6 Dec 2015

Housing NZ focuses on driveway safety

10:59 am on 6 December 2015

Housing New Zealand is hoping to make improvements to all its properties with children aged five and under over the next six months to reduce the risk of them being run over in their own driveway.

State housing in Upper Hutt.

Improvements include fencing off play areas from driveways and installing self closing gates with child resistant latches. Photo: RNZ / Alexander Robertson

The agency launched a $30 million driveway safety programme in 2013 after research found a high proportion of children killed or injured on driveways occurred on Housing New Zealand property.

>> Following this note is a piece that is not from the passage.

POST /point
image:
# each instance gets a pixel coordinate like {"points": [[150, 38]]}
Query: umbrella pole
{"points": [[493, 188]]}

It identified 13,000 properties that had children aged five and under living at them and set a target of inspecting and improving all of them by the end of June 2016.

Housing New Zealand spokesperson Bryony Hilliss said at the end of October improvements had been made to 10,802 properties with a further 3000 planned over the next six months.

"What we found is that we're getting them done more quickly and at a slightly lower cost, on average, than we first estimated, so in fact we're going to be at 13,800 in the period we'd thought we'd do 13,000."

Improvements include fencing off play areas from driveways, installing self closing gates with child resistant latches, speed restriction signs, speed bumps and convex mirrors where necessary.

Housing New Zealand said there had been no driveway deaths since the work started. It did not have figures on the number of injuries.

Safekids Aotearoa director Ann Weaver said between four and five children a year die after being run over in a home driveway, while one child a fortnight was hospitalised with injuries.

"Forty-nine percent of the drivers are parents, 68 percent of them are reversing and 32 are going forward, so a reversing camera will not help to prevent all cases. That's why we are trying to focus on the triggers that will remind parents to check where their child is and to walk around the car and check."

A study published in the New Zealand Medical Journal in 2009 found nine children under 15-years-old were killed and 84 children injured after being run over in a driveway between November 2001 and December 2005.

Of those cases, 57 percent occurred on Housing New Zealand property.